Last night, my wife was gracious enough to let me use her as a test subject in my continuing obsession with Fate, and I had my first experience going through character creation and running a scene.
Conclusion: I am horribly unprepared to run a game yet.
Explaining the concept and purpose of character Aspects proved more difficult than I'd anticipated, but that's partly due to my own vague understanding, and occasional confusion of the invoke/compel terminology. Nailing down a High Concept proved especially tricky, though the rest of it went far quicker as we both got the hang of things - and I think I got a little better at explaining things.
Fortunately she's helped a lot with the overall game scenario, so she had a strong idea of the kind of character that would fit into the world; my real players won't have been as hands-on with the backstory, so that's something I'll have to keep in mind when they're making characters.
The fight (that most basic of RPG interactions) started off badly, from a GM perspective.
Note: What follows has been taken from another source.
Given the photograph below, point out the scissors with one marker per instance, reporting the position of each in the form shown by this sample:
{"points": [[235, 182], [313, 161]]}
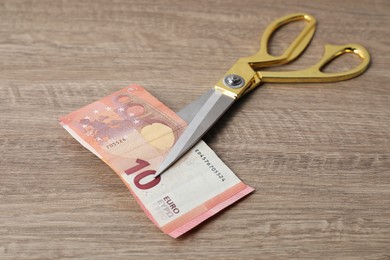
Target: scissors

I should have done more to encourage or enable interesting actions, but I'd neglected to write out any environment Aspects for the characters to Create Advantages with.
I also had Catherine go first, and without my lead to go on her only real course of action was to hit things, which quickly got... well, kind of boring. It turned into attack/defend rolls so fast that I'm stunned I didn't see it coming.
Things improved when we adopted the mantra of "explain what you want to do, then worry about how you do it" - initially we were both approaching the fight in terms of mechanics rather than narrative.
Once we were thinking of cool ways to hit our opponents and use the environment everything started to flow better, we had a wider variety of skills to roll and got more interesting outcomes when we did. (One of my thugs tried to move over a bed rather than around it; his Athletics Overcome roll failed badly and he knocked himself out.)
The biggest takeaway from the evening is that "explain your goal" idea. It's something I'd already been trying to work into the missions and sidequests I've written - give the party a clear objective, then let them figure out how best to achieve it - but it never occurred to me that it would be so important for every exchange in a scene.
Tangentially related to that is making sure I have plenty of Aspects for them to Create Advantages with, which will also hopefully distinguish one fight from another, and making sure plenty of different kinds of actions make sense - so there are obstacles to Overcome rather than just Attacking all the time.
It took basically until the last thug was defeated for me to get a proper sense of how an exchange is supposed to flow. There are still plenty of thing's I'm unsure of - boosts are a big question mark for me, I'm not sure how to apply "costs" to failed and tied rolls, my sense of passive opposition difficulty needs tweaking, and I have a feeling that encounter would have been laughably easy for a four-member party - but now I feel much better about trying it again.